LE VAISSELIN
En voilà bien un mot étrange, une idée tordue sortie de l'esprit d'un dément, moi. Bon imaginez un arbre, un arbre hors de terre avec ses feuilles, ses racines et tout. Vous avez bien l'image en tête, bien, maintenant visualisez trois arbres ainsi leurs racines s'entremêlent et forment l'architecture complexe d'un navire vétuste, chaque tronc est un mat. Maintenant levez les yeux et regardez leur ramure, chaque feuille est une partie de voile. Ajoutez à ceci quelques fioritures issues de vos fantasmes et le tour est joué vous avez face à vous un vaisselin. Mais aujourd'hui je ne vous demande pas un tel effort car je vous prends à mon bord, allons ne soyez pas timide. Je me présente je suis le capitaine Elfrad MARDELIN et sans vous connaître je vous hais déjà.
REVE
Un homme nu, allongé sur une feuille géante, d'un vert tendre, nervurée d'argent, taillée en amande. Cet homme dort, le visage tourmenté, tandis que la feuille tombe doucement avec un mouvement de balancier. Autour de lui l'obscurité est déchirée d'éclairs verts, le vide est peuplé de larves de formes et couleurs hétéroclites. Le silence est couvert par une orgie de percussions dont les mouvements rappellent le ressac de l'atlantique ( ou le battement de mon coeur), le son est partout, la feuille elle même vibre sous cette mélopée. La feuille glisse dans l'éther et se pose sur un fleuve laiteux, les larves se sont transformées en mouettes et suivent, indolentes, la feuille qui enfle et se recroqueville autour du dormeur, comme une coquille. L'oeuf brunit et enfle, prenant la forme d'un trois mats végétal : Le vaisselin !
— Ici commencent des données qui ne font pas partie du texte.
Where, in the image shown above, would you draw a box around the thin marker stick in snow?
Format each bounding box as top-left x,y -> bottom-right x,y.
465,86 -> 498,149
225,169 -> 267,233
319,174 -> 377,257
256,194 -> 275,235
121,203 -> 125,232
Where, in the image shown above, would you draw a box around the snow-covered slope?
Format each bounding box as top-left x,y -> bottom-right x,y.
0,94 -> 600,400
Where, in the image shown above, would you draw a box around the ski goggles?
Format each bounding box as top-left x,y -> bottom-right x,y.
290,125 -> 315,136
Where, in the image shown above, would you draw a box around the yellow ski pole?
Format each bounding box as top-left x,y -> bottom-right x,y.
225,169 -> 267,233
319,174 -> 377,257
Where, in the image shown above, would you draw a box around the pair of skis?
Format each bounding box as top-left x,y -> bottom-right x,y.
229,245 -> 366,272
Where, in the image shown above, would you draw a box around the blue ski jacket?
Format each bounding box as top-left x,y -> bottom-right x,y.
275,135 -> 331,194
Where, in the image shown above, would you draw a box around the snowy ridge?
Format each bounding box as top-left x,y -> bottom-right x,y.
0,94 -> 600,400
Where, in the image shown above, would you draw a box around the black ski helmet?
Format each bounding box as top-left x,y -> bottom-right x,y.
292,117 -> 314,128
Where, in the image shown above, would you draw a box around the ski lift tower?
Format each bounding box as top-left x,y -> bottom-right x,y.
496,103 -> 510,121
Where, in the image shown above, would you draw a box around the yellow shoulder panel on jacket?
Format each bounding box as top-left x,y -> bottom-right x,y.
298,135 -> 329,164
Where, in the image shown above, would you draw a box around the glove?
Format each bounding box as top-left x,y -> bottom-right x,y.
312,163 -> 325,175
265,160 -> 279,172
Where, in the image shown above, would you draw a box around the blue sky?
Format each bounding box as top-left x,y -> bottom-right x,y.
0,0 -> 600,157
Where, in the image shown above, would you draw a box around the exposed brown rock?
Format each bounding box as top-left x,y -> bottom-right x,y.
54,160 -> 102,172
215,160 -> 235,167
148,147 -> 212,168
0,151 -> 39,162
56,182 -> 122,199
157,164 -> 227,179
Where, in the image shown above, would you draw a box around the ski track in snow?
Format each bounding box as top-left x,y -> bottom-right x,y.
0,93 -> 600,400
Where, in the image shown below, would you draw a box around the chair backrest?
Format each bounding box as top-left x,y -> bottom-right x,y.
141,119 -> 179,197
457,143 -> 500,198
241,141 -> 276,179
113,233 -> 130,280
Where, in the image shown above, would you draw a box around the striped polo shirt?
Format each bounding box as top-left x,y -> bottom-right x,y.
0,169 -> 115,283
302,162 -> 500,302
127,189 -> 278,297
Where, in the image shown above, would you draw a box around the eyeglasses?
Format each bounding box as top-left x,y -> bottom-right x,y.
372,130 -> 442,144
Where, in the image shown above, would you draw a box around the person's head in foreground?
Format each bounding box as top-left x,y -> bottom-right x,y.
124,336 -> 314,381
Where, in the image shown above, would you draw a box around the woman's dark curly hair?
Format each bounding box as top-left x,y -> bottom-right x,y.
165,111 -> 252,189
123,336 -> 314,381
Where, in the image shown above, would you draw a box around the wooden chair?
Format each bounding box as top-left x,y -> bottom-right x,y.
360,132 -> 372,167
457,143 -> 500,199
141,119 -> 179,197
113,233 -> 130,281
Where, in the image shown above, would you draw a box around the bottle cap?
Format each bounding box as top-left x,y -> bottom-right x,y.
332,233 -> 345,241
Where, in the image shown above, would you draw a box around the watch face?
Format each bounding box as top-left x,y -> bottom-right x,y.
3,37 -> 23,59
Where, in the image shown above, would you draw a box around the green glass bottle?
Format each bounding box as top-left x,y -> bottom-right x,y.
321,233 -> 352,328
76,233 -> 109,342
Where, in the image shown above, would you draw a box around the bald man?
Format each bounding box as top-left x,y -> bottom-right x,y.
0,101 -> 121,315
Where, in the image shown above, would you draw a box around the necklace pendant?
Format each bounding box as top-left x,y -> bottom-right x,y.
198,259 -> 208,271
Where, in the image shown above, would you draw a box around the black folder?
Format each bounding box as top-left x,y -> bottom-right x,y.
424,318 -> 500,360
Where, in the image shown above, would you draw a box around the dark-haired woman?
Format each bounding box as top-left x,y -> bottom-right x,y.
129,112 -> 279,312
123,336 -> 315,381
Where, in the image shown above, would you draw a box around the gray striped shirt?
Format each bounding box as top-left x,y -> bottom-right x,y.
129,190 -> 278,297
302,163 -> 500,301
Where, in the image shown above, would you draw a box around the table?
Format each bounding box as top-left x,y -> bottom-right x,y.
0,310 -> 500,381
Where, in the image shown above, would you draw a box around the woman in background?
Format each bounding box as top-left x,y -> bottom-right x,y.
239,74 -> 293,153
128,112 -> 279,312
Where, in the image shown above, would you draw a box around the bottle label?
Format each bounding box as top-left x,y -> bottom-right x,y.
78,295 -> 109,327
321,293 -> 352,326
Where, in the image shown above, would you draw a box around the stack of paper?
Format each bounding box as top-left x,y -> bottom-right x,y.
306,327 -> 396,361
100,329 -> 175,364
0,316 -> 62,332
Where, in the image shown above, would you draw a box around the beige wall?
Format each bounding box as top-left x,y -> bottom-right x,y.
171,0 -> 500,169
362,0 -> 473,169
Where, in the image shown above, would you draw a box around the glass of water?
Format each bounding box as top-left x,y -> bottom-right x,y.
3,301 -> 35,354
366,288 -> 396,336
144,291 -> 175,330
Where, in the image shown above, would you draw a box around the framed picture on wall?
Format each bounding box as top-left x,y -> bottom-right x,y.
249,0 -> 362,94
Le dormeur est éveillé, il se tient debout sur le pont et peint un coeur multicolore sur un morceau de toile noir.
Il tourne son visage hautain.
- " Je te hais pauvre vermisseau ! Je te hais toi et tes ridicules tentatives afin de dominer mes impulsions. Sache que je suis Elfrad MARDELIN et que c'est moi qui dirige tes humeurs et qui contrôle ton orgueil, tu ne peux m'éviter car je serai toujours à tes côtés. Tu peux lutter mais je suis le plus fort, tu peux m'ignorer ma besogne n'en sera que plus aisée car un jour tu seras mien. Je suis le maître de ton destin."
Le navire s'est échoué au pied d'un rocher bleu, au sommet duquel un autre homme nu est assis en tailleur, il pleure les yeux clos. De part et d'autre de lui se trouvent une femme au visage flou vêtue de blanc et un vieil homme sec, ils lèvent leurs yeux vers moi, et s'adressent au pleureur.
- " Yohann tu peux t'éveiller il est venu jusqu'à nous, mais il n'est pas seul."
A cet instant je m'éveille seul dans mon lit, transpirant et nauséeux, avec en mémoire mes dernières maladresses et le visage de Yohann le clown triste.
INTERLUDE
Je vous parle mais vous ne me voyez pas, nous ne sommes pas là, nous rêvons! Vous venez de passer les murailles de mon royaume onirique, et par la lecture vous allez le visiter.
MAHAYANA
Je vais toujours voguant, sur mon vert vaisselin, charmante parabole du grand véhicule védique.